Rutgers’ Play for the Big Leagues

Photo: Ned Dishman/Getty Images

On the last Thursday of August, Rutgers lost its first football game of the season, falling to Fresno State 52-51 in overtime. But there were two saving graces to this particular Rutgers athletic defeat: It was close, and it occurred on the field of play.

The state university of New Jersey is currently suffering through the most ignominious institutional losing streak in the nation. It began, in April, with a video. Mike Rice, the coach of Rutgers’ middling men’s basketball team, had been caught on tape abusing his players during ­practices—calling them “fucking faggots” and hurling basketballs at their heads. Rutgers administrators had learned of the tape the previous November, when a disgruntled former member of the basketball staff showed it to them as part of his efforts to win a $950,000 settlement in a threatened wrongful-­termination lawsuit. The administrators fined Rice $50,000 and suspended him for three games; they did not give the ex-staffer the settlement he was seeking. The tape eventually found its way into the hands of ESPN. New Jersey governor Chris Christie called Rice an “animal.” LeBron James tweeted, “If my son played for Rutgers or a coach like that he would have some real explaining to do and I’m still gone whoop on him afterwards!” Rutgers president Robert ­Barchi then not only fired Rice; he forced the resignation of athletic director Tim Pernetti for not firing Rice five months earlier.
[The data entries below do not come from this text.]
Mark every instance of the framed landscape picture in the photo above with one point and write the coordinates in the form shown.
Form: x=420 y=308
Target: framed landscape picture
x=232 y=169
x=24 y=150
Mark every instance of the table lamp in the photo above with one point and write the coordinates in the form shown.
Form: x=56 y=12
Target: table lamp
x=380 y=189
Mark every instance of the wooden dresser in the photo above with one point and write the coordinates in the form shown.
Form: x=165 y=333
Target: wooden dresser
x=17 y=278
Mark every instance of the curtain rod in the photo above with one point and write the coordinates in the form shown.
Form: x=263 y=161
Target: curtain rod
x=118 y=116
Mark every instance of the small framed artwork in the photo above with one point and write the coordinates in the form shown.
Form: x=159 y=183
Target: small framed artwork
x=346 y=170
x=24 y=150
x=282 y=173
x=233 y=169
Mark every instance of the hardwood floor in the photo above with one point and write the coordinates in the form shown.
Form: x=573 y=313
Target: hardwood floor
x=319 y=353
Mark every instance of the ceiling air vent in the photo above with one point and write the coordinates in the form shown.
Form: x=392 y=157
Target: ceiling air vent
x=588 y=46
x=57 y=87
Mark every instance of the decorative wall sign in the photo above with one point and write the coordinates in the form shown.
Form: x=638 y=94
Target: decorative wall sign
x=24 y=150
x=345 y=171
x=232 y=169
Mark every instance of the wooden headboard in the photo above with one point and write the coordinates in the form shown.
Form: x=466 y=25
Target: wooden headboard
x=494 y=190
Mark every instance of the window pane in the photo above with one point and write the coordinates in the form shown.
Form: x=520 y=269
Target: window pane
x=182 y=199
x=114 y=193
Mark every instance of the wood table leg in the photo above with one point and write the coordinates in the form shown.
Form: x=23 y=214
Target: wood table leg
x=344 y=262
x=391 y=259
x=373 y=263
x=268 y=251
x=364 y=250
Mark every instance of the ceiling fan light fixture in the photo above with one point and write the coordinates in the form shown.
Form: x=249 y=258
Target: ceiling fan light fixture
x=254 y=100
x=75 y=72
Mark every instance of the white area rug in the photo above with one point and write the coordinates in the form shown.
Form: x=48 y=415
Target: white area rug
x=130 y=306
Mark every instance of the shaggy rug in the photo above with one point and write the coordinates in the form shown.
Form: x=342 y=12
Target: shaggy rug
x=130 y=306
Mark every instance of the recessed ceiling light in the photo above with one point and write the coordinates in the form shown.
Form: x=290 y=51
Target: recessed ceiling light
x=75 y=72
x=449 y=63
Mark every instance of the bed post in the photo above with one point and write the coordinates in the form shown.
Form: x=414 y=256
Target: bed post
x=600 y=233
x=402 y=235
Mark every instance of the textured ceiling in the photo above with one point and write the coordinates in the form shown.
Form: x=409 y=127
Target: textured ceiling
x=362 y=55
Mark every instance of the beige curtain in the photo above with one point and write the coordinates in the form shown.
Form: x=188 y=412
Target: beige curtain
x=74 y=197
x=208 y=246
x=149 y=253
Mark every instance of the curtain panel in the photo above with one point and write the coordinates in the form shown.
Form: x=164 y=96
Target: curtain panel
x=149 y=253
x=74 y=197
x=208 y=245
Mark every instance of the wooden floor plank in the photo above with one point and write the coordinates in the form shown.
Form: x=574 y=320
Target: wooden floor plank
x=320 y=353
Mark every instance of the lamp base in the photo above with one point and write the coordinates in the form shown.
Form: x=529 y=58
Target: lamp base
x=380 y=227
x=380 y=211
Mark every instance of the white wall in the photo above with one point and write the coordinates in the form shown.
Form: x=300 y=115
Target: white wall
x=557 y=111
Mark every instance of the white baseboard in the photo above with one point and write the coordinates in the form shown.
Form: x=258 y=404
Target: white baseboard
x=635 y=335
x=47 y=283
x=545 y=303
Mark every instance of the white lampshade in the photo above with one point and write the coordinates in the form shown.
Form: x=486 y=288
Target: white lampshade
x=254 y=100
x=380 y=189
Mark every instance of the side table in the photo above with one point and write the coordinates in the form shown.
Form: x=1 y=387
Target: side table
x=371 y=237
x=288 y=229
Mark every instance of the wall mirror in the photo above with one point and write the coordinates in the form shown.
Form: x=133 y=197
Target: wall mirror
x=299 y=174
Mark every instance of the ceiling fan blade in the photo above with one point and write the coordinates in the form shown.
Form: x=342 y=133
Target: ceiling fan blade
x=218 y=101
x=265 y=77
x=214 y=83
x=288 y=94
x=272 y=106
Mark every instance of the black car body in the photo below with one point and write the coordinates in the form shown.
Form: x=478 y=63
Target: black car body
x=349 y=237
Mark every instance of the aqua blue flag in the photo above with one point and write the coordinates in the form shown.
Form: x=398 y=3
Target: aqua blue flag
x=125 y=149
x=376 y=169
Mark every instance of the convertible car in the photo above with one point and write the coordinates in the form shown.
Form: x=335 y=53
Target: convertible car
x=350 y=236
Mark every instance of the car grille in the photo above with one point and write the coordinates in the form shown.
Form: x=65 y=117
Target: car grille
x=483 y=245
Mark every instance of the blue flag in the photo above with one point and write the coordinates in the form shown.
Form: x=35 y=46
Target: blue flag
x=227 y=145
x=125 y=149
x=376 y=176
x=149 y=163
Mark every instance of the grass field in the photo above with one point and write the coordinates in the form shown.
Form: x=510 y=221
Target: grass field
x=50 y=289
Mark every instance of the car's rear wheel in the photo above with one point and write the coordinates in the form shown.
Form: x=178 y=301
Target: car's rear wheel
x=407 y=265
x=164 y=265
Rutgers compounded its troubles by botching the hirings of Rice’s and Pernetti’s replacements. For its next men’s basketball coach, the university turned to Eddie Jordan, a respected former NBA coach who, in the seventies, had played college ball at Rutgers. At the April press conference announcing his hiring, Jordan and his new bosses, striving for high-­mindedness, made an especially big deal about the fact that Jordan had earned his degree from the school. Except he hadn’t. The website Deadspin discovered that when Jordan left Rutgers in 1977, he was seventeen credits shy of graduating. Rutgers kept him as its coach on the technical grounds that “neither Rutgers nor the NCAA requires a head coach to hold a baccalaureate degree,” setting off another round of bad publicity.
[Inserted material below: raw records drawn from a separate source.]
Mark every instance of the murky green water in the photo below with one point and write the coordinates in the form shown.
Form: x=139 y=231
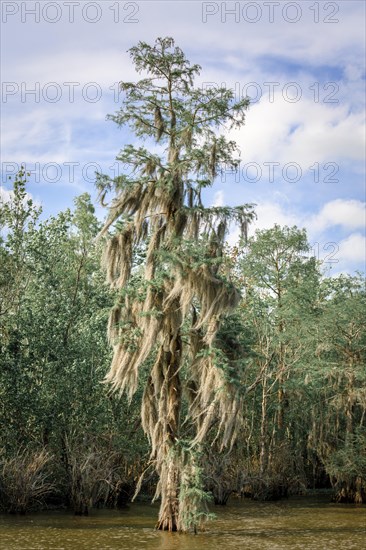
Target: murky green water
x=302 y=523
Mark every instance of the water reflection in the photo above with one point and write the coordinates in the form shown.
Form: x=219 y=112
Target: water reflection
x=297 y=524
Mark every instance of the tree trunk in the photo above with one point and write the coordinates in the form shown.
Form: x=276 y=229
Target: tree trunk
x=168 y=457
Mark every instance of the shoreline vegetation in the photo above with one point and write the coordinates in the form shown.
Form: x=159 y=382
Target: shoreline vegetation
x=244 y=366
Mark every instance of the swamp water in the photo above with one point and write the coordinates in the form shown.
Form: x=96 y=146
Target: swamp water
x=301 y=523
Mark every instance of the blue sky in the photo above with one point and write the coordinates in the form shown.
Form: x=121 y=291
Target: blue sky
x=303 y=144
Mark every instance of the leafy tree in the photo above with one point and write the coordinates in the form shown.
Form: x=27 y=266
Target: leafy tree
x=171 y=305
x=281 y=286
x=337 y=376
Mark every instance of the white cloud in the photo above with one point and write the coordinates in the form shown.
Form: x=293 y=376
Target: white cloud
x=219 y=199
x=304 y=133
x=350 y=214
x=353 y=248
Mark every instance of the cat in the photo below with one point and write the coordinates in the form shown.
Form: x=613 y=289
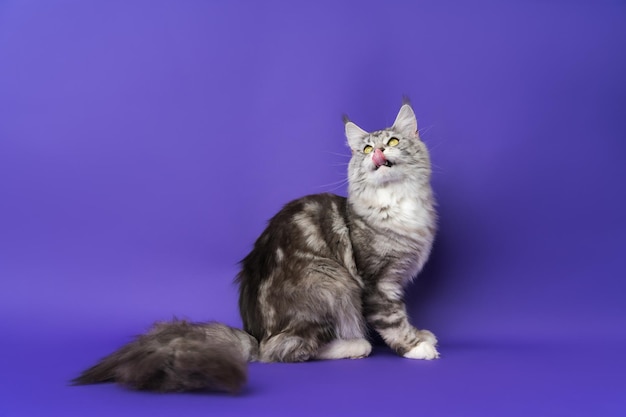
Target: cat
x=325 y=268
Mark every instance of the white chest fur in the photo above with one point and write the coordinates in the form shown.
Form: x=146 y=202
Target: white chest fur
x=402 y=210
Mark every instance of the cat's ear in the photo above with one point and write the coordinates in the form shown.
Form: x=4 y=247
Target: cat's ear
x=354 y=134
x=406 y=123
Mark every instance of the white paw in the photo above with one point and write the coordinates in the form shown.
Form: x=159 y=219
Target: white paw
x=427 y=336
x=423 y=350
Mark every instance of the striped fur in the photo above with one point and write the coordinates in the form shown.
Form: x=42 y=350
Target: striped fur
x=324 y=269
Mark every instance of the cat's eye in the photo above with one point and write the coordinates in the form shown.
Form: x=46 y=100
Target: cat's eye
x=393 y=142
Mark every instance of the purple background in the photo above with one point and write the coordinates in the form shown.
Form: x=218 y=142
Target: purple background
x=144 y=144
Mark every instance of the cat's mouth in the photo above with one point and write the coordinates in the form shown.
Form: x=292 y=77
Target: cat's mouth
x=379 y=159
x=387 y=164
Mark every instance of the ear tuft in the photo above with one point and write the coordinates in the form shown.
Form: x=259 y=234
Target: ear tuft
x=355 y=135
x=406 y=123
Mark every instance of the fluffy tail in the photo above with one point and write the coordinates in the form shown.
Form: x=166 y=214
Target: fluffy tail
x=179 y=356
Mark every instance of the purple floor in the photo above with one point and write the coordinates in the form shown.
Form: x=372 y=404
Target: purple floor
x=144 y=144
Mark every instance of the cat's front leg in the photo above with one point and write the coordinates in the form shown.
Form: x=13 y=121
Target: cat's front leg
x=386 y=313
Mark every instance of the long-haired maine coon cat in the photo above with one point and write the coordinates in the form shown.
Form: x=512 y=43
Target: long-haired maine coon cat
x=324 y=269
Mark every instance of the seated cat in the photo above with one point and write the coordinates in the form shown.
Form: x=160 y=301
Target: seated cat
x=324 y=269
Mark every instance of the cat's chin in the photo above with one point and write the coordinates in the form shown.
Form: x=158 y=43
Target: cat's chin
x=385 y=175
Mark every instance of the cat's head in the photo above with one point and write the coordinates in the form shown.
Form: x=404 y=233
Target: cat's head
x=388 y=156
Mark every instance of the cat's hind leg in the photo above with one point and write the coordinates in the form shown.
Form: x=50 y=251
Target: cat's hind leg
x=296 y=344
x=345 y=349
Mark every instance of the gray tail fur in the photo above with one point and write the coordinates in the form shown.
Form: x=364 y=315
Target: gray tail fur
x=179 y=356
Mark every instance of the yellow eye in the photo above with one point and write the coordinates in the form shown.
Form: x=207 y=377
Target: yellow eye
x=393 y=142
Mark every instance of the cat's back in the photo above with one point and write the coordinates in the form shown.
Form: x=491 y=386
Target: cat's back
x=313 y=225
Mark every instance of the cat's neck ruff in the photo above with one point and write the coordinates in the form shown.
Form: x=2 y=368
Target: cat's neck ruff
x=401 y=208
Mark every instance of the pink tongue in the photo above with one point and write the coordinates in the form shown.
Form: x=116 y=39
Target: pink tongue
x=379 y=158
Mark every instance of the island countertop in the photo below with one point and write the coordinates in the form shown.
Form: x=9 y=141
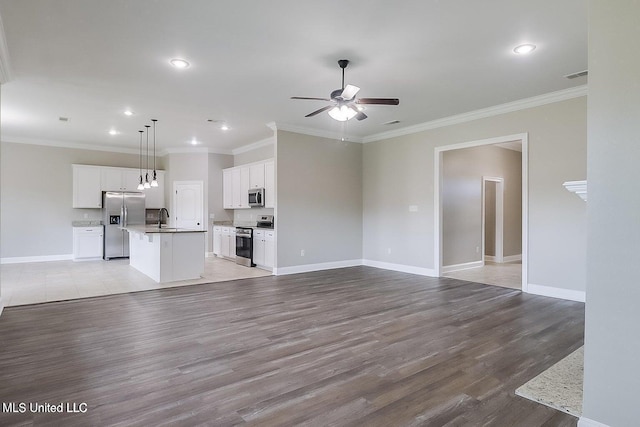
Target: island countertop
x=149 y=229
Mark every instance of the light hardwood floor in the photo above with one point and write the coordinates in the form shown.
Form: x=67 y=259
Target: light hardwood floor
x=349 y=347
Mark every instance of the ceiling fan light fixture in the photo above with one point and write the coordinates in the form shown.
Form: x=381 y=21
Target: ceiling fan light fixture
x=524 y=49
x=179 y=63
x=342 y=113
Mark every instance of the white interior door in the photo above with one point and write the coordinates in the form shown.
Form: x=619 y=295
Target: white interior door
x=187 y=205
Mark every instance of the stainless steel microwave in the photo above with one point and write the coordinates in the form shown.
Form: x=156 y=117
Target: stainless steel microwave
x=256 y=197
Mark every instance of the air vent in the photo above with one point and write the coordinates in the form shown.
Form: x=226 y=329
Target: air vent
x=578 y=74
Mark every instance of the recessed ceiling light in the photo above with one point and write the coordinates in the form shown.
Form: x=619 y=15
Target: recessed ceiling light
x=179 y=63
x=523 y=49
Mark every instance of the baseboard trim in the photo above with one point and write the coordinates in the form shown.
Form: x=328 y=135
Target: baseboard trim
x=586 y=422
x=400 y=267
x=44 y=258
x=549 y=291
x=306 y=268
x=463 y=266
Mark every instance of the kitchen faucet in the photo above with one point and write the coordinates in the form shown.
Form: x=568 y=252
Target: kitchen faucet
x=160 y=216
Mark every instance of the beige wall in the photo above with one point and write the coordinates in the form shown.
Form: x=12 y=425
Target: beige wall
x=612 y=343
x=319 y=207
x=256 y=155
x=36 y=197
x=398 y=172
x=463 y=171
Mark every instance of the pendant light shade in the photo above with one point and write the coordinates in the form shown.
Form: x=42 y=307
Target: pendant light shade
x=154 y=181
x=146 y=177
x=140 y=185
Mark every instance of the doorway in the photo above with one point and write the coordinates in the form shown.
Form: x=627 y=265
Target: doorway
x=476 y=260
x=188 y=204
x=492 y=219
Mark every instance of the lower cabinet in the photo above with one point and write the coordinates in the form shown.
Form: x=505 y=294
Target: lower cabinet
x=264 y=248
x=224 y=242
x=87 y=243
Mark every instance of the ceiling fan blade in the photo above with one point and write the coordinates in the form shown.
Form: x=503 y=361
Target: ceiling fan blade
x=380 y=101
x=321 y=110
x=315 y=99
x=361 y=115
x=349 y=92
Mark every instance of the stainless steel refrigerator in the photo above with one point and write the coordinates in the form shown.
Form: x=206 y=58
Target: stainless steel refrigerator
x=119 y=210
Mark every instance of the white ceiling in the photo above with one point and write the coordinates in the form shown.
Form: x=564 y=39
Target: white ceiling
x=89 y=60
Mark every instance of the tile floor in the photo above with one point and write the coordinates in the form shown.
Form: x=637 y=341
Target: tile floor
x=507 y=275
x=37 y=282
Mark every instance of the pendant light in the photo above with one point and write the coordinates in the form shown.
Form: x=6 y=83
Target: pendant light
x=140 y=185
x=154 y=181
x=146 y=179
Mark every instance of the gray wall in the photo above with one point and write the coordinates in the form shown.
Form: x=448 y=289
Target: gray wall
x=398 y=172
x=611 y=376
x=462 y=172
x=36 y=197
x=256 y=155
x=319 y=187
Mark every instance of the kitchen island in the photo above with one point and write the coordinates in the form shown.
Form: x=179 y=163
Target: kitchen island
x=167 y=254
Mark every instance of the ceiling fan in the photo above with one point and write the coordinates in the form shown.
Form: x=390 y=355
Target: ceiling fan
x=343 y=102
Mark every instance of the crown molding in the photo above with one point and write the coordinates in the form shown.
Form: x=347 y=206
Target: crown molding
x=253 y=146
x=5 y=63
x=522 y=104
x=193 y=150
x=314 y=132
x=67 y=144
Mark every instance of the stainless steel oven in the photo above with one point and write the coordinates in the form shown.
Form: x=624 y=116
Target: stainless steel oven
x=244 y=246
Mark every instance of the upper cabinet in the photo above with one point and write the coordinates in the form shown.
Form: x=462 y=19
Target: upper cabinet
x=256 y=176
x=90 y=181
x=87 y=191
x=269 y=184
x=120 y=179
x=237 y=181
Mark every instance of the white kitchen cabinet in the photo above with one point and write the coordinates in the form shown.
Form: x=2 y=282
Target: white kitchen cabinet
x=237 y=181
x=269 y=184
x=228 y=242
x=264 y=248
x=217 y=240
x=258 y=247
x=87 y=191
x=240 y=183
x=87 y=243
x=154 y=196
x=256 y=175
x=270 y=249
x=120 y=179
x=227 y=188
For its next athletic director, Rutgers made an even bigger hash of things. The university appointed a 28-member search committee and hired an executive-search firm to recommend candidates. But after the firm gave the committee 47 names—all of which had been subject to vetting by the firm—the committee’s co-chair, Kate Sweeney, added one more, Julie Hermann. According to one person familiar with the search, Rutgers told the search firm that the school would handle Hermann’s vetting; Sweeney then proceeded to push Hermann’s candidacy through the process and across the finish line. On May 15, Hermann was named Rutgers’ new athletic director; Barchi hailed her as a history-making hire, the school’s first female athletic director and someone who shares a “commitment to the university’s core values, a deep concern for our student-athletes.” Eleven days later, the Newark Star-Ledger, having done the sort of vetting Rutgers did not, reported that in 1996, as the women’s volleyball coach at the University of Tennessee, Hermann had been accused by her players of the same sort of mental abuse that had just cost Mike Rice his job. Like Jordan, Hermann was allowed to keep her job, but Rutgers once again emerged with a black eye.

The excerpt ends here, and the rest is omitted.